Our study has some limitations that need to be taken into consideration. The retrospective nature of this study is a major limitation; however, it is important to note that there were no differences with regard to patients’ baseline characteristics among groups A–E stratified by age, suggesting that these five cohorts comprised similar populations in this study. The large variation in the number of cases among these groups was another weakness of the study, especially a very small sample of patients with only average-quality blastocyst for the preferential selection of good-quality blastocysts in our study. However, it is worth mentioning that the sample size of patients in this study was larger than those of other similar studies, so the results from the present study are valuable in guiding clinical practice and encouraging SBT in patients undergoing ART when the expanded blastocyst is obtained, especially for patients of advanced maternal age.

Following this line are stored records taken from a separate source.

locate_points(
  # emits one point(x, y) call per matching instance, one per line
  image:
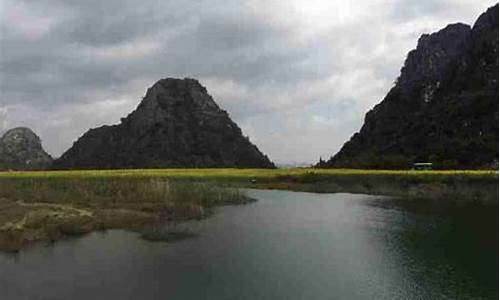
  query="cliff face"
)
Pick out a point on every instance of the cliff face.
point(443, 108)
point(21, 149)
point(177, 124)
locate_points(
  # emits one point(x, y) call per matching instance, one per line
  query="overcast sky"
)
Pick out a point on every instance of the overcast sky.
point(297, 75)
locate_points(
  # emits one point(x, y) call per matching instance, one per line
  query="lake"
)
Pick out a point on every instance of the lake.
point(287, 245)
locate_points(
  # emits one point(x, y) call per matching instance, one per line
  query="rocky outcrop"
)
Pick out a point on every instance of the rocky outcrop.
point(443, 108)
point(21, 149)
point(177, 124)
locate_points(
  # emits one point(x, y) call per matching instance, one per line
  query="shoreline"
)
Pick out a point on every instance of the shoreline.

Our results suggested that when good-quality blastocysts are available, SBT should be incorporated into daily practice because of reduced risk of multiple pregnancies without significantly affecting the LBR. In patients who only have average-quality blastocysts, DBT was associated with higher multiple pregnancies and adverse neonatal outcomes when compared with SBT, suggesting that the practice of SBT is also a preferable option in these patients regardless of age.